Grelb glanced around a corner and saw the hated Clat’Ha helping Qui-Gon off the floor. The Jedi had a deep wound in his right shoulder, and his left arm was sore and swollen.


The Hutt smiled, and jerked his head back from the corridor before anyone looked his way.


He whispered to the Whiphids at his back, “Go and tell Jemba: the Arconans are all cowards who dared not come out of their rooms to fight. And their precious Jedi looks as if he’s barely alive. Now is a good time to strike!”


Obi-Wan flew over a watery world from daylight into darkness, to a night lit by five glowing moons that hung in the sky like multicolored stones. Beneath him, enormous creatures flew in great flocks. They were silvery in the moonlight, with long bullet-shaped bodies and powerful wings.
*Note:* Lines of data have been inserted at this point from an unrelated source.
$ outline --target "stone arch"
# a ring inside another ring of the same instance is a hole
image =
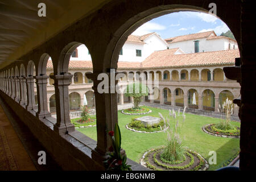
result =
[[[42,76],[46,74],[46,67],[49,57],[49,55],[47,53],[44,53],[41,56],[39,62],[38,63],[38,75]]]
[[[81,96],[76,92],[73,92],[68,95],[69,100],[69,110],[77,110],[81,107]]]
[[[163,89],[163,100],[164,105],[171,105],[171,92],[170,88],[165,87]]]
[[[68,44],[61,51],[57,63],[57,72],[58,75],[64,75],[68,73],[69,59],[73,52],[82,43],[73,42]]]
[[[213,80],[217,81],[223,81],[224,80],[224,72],[221,68],[215,68],[213,69]]]
[[[174,96],[176,106],[184,107],[184,93],[182,89],[180,88],[176,88],[174,90]]]
[[[176,69],[172,70],[171,71],[172,75],[172,80],[179,80],[179,71]]]
[[[49,111],[50,113],[56,111],[56,98],[55,94],[53,94],[49,98]]]
[[[95,96],[93,90],[88,90],[85,93],[87,100],[87,105],[90,107],[95,107]]]
[[[222,106],[226,98],[228,98],[229,100],[232,100],[233,102],[234,98],[234,94],[230,90],[223,89],[223,90],[221,91],[218,94],[218,103],[220,106]]]
[[[199,80],[200,71],[197,69],[193,68],[190,71],[190,80],[192,81]]]
[[[183,69],[180,71],[180,80],[188,80],[189,72],[185,69]]]
[[[209,69],[204,68],[201,71],[201,81],[210,81],[210,70]]]
[[[194,96],[195,93],[195,96]],[[198,96],[199,93],[197,90],[193,88],[191,88],[187,91],[187,96],[188,97],[188,105],[189,108],[198,109],[199,101]],[[196,102],[196,104],[193,102]]]
[[[203,107],[204,110],[214,111],[215,93],[210,89],[205,89],[202,92]]]
[[[74,84],[82,84],[82,73],[81,72],[76,72],[73,76],[74,78]]]

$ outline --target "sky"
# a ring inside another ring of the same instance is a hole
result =
[[[180,11],[172,13],[144,23],[132,34],[142,35],[156,32],[162,38],[214,30],[217,35],[229,30],[221,20],[211,14]]]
They looked like some strange species of flying fish whose wings had evolved to a remarkable size. They stretched their wings wide, half-asleep as they rode the wind. Some of them looked up at his ship curiously.


Clinging to the manual controls, with the ship buckling and rattling, Obi-Wan could see only ocean in every direction. Then, at last, on the horizon ahead he glimpsed one small rocky island, waves breaking against its shore.


He aimed the ship at the rock, held tight to the controls, and groaned with effort as he tried to slow the ship’s fall.